Darüber hinaus sind bei der Urteilsedition folgende formale Merkmale der österreichischen Strafakten zu berücksichtigen:
a) Volksgerichtsurteile (1945–1955)
Da es sich bei den Volksgerichten um Schöffengerichte handelte, die in gemeinsamer Beratung von Berufs- und Laienrichtern zur Urteilsfindung gelangten, hatte der vorsitzende Richter in der schriftlichen Ausfertigung des Urteils die Entscheidungsgründe darzulegen. Bezüglich der Ausführlichkeit dieser Entscheidungsgründe gleicht das österreichische Schöffengerichtsurteil in der Regel eher dem ostdeutschen als dem westdeutschen Urteil; Urteilstexte von mehr als 20 Seiten sind selten.
Die Urteilstexte enthalten fallweise Hinweise auf in der Hauptverhandlung vorgelegte Dokumente – in der Edition sind diese Dokumente in Anmerkungen zusammenfassend wiederzugeben (siehe zu den Anmerkungen weiter unten, Pkt. 8/Arbeitsplan).
b) Schöffengerichtsurteile
Seit der Abschaffung der Volksgerichte (20. Dezember 1955) wurden zwei Verhandlungen wegen NS-Tötungsverbrechen vor einem Schöffengericht geführt. Für diese Urteilstexte gelten die unter a) dargelegten Merkmale.
c) Geschworenengerichtsurteile
In Geschworenengerichtsprozessen gründet sich das Urteil auf den Wahrspruch der Geschworenen, der nicht zu begründen ist. Die Geschworenen haben die an sie gerichteten Fragen mit Ja oder Nein zu beantworten, der Urteilstext enthält nur diese Fragen.
d) Gerichtliche Einstellungsbeschlüsse
Die Einstellung eines Gerichtsverfahrens erfolgt auf Antrag der Staatsanwaltschaft. Der gerichtliche Einstellungsbeschluss enthält keine inhaltliche Begründung, sondern nur das Datum und den Paragraph der Strafprozessordnung, auf den sich der Antrag der Staatsanwaltschaft gründet.
Um dennoch eine inhaltliche Zuordnung zu ermöglichen, soll in den beiden letztgenannten Fällen auch der Text der jeweiligen Anklageschrift abgedruckt werden. Österreichische Anklageschriften sind in der Regel wesentlich kürzer als (west-)deutsche, da sie nur in wenigen Ausnahmefällen eine ausführliche historische Einordnung des Verbrechens beinhalten. Meist enthält die Anklageschrift nur eine Kurzdarstellung des Tatvorwurfs und die rechtliche Würdigung des angeklagten Delikts.
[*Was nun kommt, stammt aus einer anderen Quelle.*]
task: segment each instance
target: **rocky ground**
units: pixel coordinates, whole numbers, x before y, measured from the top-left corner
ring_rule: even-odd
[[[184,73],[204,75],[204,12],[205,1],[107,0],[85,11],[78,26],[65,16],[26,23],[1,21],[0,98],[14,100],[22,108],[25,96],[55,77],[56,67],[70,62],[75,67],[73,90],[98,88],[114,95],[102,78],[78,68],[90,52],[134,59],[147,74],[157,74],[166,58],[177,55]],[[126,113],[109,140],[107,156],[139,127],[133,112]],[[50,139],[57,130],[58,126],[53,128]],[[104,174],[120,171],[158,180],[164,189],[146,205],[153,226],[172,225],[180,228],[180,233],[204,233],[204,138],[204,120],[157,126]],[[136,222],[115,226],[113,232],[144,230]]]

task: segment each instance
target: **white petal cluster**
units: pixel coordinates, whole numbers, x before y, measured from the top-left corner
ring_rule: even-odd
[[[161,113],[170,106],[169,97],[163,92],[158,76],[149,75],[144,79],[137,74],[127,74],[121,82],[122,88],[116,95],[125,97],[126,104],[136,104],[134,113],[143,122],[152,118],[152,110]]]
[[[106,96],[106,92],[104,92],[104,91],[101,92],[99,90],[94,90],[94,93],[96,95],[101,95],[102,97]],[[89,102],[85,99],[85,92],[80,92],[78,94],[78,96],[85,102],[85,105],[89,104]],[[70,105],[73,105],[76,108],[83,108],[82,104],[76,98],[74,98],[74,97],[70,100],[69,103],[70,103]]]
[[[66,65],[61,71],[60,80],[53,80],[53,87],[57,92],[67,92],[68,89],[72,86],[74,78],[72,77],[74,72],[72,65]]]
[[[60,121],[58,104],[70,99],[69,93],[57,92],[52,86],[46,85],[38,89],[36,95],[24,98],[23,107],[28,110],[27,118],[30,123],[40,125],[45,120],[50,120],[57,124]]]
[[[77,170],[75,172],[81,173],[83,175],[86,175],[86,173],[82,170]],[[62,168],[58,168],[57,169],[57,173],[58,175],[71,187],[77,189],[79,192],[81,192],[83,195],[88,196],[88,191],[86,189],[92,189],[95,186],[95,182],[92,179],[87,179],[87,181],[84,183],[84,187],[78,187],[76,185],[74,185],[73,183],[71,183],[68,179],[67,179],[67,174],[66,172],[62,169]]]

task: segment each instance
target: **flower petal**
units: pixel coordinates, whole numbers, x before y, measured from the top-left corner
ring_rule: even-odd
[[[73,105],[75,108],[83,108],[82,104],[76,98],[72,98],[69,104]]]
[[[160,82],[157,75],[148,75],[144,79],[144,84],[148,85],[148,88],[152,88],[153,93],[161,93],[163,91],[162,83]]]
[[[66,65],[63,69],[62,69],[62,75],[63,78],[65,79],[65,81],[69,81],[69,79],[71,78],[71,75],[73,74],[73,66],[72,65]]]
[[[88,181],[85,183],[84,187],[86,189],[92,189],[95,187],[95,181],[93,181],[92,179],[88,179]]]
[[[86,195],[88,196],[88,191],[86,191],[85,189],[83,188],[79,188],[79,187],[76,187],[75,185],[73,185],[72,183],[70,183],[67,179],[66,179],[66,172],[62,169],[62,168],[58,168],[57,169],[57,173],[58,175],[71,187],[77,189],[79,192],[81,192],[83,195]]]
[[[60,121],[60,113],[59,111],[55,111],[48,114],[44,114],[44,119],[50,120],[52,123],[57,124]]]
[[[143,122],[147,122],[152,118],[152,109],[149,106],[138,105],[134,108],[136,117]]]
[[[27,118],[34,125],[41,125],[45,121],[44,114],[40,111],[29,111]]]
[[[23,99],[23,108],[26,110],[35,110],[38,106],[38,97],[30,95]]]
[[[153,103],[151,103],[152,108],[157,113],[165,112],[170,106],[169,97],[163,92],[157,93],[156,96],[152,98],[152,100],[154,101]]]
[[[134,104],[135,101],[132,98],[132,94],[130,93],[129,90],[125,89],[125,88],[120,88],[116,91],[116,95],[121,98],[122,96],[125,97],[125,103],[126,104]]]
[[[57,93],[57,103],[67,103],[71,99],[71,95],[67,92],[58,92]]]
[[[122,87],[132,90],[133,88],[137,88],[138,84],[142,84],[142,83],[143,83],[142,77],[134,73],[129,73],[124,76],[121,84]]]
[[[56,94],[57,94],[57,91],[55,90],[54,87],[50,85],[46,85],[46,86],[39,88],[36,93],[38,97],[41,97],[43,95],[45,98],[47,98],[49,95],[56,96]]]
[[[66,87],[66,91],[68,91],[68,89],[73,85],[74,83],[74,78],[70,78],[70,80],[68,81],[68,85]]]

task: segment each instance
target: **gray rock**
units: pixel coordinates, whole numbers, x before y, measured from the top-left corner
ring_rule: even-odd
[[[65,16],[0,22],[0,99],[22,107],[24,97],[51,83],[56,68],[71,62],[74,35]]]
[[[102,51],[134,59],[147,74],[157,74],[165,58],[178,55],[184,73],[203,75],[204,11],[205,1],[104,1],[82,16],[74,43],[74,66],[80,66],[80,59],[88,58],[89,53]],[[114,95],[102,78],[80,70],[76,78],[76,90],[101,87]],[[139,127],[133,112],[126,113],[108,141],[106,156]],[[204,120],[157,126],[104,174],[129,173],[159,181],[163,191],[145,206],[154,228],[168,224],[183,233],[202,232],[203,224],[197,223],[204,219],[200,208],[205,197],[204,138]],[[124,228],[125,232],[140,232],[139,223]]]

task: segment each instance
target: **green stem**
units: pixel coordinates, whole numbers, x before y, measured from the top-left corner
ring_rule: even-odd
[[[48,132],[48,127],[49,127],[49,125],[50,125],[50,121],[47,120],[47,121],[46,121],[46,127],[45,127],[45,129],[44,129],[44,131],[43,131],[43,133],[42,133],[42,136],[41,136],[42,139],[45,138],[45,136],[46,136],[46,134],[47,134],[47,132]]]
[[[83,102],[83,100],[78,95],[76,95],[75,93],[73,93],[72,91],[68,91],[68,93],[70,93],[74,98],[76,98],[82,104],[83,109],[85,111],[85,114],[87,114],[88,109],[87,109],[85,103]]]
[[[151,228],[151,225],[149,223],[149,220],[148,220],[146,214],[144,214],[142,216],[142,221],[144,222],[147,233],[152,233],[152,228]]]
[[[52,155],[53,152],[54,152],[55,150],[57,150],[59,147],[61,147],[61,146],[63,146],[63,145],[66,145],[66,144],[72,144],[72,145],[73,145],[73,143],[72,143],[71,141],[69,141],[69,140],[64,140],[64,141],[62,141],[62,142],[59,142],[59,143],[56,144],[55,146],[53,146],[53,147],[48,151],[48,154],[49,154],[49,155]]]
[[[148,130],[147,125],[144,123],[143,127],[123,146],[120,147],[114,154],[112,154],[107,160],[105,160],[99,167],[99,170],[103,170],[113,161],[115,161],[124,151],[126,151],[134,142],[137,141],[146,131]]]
6. Die Urteilssammlung der Forschungsstelle Nachkriegsjustiz

Die Zentrale österreichische Forschungsstelle Nachkriegsjustiz, die am Dokumentationsarchiv des österreichischen Widerstandes und am Österreichischen Staatsarchiv tätig ist, wurde 1998 im Beisein des damaligen Bundesministers für Justiz Nikolaus Michalek gegründet. Präsident ist der Salzburger Experte für internationales Strafrecht und Verfasser des ersten Kommentars zum Rom Statut des Internationalen Strafgerichtshofs, Otto Triffterer. Vorsitzende des Kuratoriums sind Heinrich Neisser und Ferdinand Lacina. Geleitet wird die Forschungsstelle von Winfried R. Garscha und Claudia Kuretsidis-Haider.
Grundlage für die Auswahl der zu publizierenden Urteile ist die Sammlung der Urteile österreichischer Verfahren wegen NS-Verbrechen der Forschungsstelle Nachkriegsjustiz. In unterschiedlicher Erschließungstiefe enthält diese Sammlung laufend ergänzte Angaben zu Verfahren vor allen vier Volksgerichten. Die Linzer Volksgerichtsverfahren sind bereits vollständig ausgewertet; die Wiener Volksgerichtsverfahren sind bezüglich Namen und Geschäftszahlen (nicht jedoch der Verfahrensgegenstände) komplett erfasst.
Eines der Ergebnisse des oben erwähnten Projekts "Justiz und NS-Gewaltverbrechen in Österreich. Regionale Besonderheiten und Vergleich mit Deutschland" war ein vorläufiges Verzeichnis der österreichischen Gerichtsurteile wegen NS-Tötungsverbrechen. Nach einer Revision dieser Liste (in erster Linie sind nicht völlig eindeutige Zuordnungen durch eine Autopsie des jeweiligen Akts zu klären) wird jedes Urteil eine fortlaufende Ordnungsnummer entsprechend der chronologischen Reihenfolge erhalten, unabhängig vom Gerichtsstandort.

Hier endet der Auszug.